[gdal-dev] Simple schema support for GeoJSON
Sean Gillies
sean at mapbox.com
Fri Nov 21 08:25:06 PST 2014
Hi Even, Jukka,
While the OGC service architecture is heavily dependent on schemas, OGR
type schemas are not *generally* useful for GeoJSON. Consider the following
abbreviated feature collection:
"features": [
{"properties": {"a": 0, "b": "lol"}, ...},
{"properties": {"c": "2014-11-21", "d": "wut"}, ...}
]
It has two features and they are distinctly different types. A schema that
says these features have 4 fields would be nonsensical.

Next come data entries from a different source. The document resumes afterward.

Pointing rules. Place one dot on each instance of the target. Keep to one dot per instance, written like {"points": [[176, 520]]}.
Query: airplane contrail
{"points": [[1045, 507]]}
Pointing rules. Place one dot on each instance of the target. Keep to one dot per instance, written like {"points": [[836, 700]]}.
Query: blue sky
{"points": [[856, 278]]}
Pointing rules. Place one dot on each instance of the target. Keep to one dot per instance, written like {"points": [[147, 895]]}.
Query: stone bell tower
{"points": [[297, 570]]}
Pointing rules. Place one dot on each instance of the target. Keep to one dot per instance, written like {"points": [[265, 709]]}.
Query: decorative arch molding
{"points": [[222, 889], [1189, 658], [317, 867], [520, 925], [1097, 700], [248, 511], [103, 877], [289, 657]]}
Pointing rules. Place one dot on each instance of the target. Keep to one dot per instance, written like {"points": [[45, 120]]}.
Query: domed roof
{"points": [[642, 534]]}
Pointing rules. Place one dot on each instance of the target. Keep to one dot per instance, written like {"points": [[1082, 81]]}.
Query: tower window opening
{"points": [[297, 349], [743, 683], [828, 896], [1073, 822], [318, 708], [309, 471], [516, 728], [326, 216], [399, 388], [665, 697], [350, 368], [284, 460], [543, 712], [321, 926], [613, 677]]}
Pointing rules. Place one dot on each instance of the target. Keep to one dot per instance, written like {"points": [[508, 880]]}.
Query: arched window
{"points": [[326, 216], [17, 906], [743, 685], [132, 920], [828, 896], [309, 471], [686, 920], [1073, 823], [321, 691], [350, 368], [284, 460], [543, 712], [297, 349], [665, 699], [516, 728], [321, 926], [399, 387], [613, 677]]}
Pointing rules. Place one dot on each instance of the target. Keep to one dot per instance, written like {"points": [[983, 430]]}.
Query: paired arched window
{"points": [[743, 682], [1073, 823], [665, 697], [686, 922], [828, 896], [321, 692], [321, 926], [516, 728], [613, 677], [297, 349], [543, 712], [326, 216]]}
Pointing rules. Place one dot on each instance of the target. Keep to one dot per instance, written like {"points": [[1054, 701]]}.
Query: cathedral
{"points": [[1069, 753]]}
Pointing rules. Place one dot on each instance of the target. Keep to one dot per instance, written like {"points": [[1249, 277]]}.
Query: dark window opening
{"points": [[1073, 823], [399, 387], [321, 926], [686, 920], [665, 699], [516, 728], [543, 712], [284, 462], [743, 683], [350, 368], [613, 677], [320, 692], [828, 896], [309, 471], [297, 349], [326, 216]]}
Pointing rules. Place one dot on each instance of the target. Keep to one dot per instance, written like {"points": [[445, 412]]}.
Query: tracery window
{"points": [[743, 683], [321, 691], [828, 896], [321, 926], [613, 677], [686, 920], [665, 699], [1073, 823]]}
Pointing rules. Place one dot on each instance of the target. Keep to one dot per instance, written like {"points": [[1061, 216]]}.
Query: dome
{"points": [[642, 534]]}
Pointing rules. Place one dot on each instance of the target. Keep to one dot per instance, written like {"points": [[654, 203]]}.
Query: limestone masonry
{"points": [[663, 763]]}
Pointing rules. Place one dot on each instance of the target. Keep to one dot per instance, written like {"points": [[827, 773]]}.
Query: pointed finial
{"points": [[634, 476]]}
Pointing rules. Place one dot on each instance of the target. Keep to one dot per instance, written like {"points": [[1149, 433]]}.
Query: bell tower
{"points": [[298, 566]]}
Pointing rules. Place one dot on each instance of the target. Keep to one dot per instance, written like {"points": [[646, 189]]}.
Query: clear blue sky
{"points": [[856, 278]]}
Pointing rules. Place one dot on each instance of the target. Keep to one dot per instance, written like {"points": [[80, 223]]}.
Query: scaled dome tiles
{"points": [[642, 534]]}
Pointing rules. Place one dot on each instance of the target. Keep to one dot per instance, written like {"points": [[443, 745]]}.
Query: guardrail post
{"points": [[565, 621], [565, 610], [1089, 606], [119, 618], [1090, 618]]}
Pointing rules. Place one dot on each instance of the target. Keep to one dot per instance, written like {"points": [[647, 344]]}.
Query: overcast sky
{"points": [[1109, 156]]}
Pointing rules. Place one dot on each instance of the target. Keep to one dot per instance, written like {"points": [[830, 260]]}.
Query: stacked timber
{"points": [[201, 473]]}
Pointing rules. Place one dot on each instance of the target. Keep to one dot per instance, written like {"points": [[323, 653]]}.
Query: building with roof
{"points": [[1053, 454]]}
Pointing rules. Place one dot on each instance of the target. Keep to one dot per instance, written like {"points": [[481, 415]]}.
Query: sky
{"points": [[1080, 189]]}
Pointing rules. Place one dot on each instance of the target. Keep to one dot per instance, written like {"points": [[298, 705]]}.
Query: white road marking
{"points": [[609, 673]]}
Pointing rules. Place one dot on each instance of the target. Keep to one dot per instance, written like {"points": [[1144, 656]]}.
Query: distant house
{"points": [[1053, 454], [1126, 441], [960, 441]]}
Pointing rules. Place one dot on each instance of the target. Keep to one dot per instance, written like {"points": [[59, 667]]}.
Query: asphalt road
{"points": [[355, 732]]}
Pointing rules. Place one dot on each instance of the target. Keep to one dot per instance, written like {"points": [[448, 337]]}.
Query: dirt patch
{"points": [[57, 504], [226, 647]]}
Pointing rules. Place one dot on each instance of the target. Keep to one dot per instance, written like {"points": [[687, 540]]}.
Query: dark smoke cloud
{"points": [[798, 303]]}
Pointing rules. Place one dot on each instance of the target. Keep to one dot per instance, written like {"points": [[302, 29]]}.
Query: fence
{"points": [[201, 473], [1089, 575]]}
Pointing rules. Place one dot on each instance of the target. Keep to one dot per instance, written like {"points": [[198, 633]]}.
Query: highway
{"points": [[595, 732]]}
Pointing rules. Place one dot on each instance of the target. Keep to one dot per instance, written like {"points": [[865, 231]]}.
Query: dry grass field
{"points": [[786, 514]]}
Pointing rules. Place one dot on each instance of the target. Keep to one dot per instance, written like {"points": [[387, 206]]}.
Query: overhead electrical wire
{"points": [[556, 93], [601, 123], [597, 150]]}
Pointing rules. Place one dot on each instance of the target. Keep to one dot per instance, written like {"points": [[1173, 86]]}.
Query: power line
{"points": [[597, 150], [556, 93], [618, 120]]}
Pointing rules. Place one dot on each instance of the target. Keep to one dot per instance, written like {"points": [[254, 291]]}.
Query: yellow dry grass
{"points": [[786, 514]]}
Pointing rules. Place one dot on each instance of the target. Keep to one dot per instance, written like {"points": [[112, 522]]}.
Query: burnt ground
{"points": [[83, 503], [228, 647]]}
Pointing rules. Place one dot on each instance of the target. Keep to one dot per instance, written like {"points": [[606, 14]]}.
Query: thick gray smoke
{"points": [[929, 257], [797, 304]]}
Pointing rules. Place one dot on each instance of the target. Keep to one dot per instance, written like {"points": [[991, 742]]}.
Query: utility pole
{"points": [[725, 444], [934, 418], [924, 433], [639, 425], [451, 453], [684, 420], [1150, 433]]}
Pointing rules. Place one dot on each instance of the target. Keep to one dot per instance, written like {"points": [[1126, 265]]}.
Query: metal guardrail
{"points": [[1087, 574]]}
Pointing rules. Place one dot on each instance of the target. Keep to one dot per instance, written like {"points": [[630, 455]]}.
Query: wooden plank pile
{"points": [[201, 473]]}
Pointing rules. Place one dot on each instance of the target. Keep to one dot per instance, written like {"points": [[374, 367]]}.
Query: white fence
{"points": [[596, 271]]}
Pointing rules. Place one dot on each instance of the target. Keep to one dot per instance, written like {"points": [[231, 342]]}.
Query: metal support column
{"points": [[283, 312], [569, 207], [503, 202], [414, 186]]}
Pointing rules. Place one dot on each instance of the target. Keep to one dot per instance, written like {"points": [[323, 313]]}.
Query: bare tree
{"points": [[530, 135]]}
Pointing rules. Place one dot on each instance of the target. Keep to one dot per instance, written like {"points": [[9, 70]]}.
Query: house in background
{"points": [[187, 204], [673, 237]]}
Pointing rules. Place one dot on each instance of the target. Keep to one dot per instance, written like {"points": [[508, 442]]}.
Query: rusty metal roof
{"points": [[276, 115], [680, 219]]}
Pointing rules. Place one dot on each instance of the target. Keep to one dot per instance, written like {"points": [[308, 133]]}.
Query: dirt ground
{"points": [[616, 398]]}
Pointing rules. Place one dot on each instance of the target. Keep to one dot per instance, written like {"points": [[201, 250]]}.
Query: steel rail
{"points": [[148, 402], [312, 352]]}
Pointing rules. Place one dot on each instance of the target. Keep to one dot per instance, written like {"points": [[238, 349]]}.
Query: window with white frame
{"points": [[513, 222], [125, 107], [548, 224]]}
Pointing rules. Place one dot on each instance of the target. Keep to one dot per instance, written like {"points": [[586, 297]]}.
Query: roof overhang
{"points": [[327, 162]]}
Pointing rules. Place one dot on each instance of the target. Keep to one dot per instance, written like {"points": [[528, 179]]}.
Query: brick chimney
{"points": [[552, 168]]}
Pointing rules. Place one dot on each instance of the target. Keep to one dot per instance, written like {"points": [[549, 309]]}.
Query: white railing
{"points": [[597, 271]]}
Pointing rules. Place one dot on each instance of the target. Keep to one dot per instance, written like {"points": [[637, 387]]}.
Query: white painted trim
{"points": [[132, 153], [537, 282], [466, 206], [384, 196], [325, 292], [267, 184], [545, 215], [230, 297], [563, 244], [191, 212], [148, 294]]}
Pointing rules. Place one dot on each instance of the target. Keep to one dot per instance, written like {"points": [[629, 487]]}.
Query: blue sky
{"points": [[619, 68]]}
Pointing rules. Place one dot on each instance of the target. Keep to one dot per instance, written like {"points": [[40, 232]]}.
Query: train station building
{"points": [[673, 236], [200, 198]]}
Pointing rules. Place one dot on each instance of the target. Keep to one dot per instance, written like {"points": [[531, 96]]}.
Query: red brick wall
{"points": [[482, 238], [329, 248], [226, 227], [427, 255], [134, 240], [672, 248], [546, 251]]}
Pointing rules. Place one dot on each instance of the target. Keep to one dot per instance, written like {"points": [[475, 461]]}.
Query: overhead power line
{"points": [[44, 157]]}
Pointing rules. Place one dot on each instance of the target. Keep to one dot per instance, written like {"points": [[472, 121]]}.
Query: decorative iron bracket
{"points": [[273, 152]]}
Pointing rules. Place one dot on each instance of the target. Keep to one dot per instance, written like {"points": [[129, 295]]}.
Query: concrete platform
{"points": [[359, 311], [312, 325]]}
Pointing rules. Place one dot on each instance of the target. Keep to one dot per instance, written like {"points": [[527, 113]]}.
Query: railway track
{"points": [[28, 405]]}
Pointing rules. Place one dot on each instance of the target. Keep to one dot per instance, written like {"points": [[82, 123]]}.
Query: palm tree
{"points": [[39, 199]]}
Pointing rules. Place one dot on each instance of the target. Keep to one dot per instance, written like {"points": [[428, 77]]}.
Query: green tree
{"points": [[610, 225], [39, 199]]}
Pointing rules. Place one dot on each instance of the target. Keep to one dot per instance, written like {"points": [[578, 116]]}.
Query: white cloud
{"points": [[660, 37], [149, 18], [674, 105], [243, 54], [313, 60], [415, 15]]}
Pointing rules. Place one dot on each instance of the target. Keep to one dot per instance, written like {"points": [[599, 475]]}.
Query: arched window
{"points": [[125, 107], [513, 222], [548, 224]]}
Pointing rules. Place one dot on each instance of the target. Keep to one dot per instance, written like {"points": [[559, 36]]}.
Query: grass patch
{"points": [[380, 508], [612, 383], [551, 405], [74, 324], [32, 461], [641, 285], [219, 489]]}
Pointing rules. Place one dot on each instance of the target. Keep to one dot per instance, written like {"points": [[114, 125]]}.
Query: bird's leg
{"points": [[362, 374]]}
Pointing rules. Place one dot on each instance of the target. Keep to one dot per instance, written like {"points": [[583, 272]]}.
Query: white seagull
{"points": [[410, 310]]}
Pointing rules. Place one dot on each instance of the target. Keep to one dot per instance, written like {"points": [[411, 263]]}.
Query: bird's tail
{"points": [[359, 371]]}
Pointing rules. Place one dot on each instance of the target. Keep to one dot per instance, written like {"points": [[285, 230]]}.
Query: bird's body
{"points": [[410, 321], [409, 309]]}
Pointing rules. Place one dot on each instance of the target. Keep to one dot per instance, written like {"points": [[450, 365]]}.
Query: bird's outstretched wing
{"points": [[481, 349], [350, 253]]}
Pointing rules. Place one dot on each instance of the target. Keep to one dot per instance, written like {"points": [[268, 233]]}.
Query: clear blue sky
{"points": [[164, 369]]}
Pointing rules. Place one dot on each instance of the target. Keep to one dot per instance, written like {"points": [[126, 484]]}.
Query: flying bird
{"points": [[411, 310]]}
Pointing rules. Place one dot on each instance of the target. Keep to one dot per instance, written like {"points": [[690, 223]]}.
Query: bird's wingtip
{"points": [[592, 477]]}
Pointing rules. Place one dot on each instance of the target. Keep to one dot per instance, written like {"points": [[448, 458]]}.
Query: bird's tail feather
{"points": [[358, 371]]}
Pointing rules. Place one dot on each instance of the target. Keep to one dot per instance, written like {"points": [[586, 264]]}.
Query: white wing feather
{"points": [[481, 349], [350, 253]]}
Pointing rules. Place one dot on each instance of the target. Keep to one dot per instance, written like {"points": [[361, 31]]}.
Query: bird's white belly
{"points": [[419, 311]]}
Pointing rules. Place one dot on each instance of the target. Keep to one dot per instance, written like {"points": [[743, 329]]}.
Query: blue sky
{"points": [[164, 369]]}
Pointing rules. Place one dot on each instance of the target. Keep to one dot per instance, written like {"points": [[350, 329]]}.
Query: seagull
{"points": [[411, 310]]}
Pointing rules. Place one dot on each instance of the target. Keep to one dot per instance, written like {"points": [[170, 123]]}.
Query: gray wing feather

There are a bunch of different JSON schema approaches and none of them seem
to have any traction. https://github.com/json-schema/json-schema for
example looks to be stalled. I think the lack of traction reflects some
deeper reality: that XML and JSON have very different strengths and use
cases and that attempts to XML-ize JSON by adding schemas will always
eventually run out of steam.
For OGR to write schemas into GeoJSON would be a mistake. They could be
misleading and because there will never (as far as I can tell) be consensus
in the JSON community on the right form of schema, anything OGR implemented
would end up being a "loser".
On Fri, Nov 21, 2014 at 6:28 AM, Even Rouault <even.rouault at spatialys.com>
wrote:
> Jukka,
>
> Data type guessing implemented in the OGR GeoJSON driver is quite natural
> hopefully.
> A whole scan of the GeoJSON file is made and the following rules are
> applied :
> - if an attribute has integer-only content --> Integer
> - if an attribute has an array of integer-only content --> IntegerList
> - if an attribute has integer or floating point content --> Real
> - if an attribute has an array of integer or floating point content -->
> RealList
> - if an attribute has an array of anything else content --> StringList
> - otherwise --> String
>
> With RFC 50 and other pending improvements in the driver:
> - if an attribute has boolean-only content --> Integer(Boolean)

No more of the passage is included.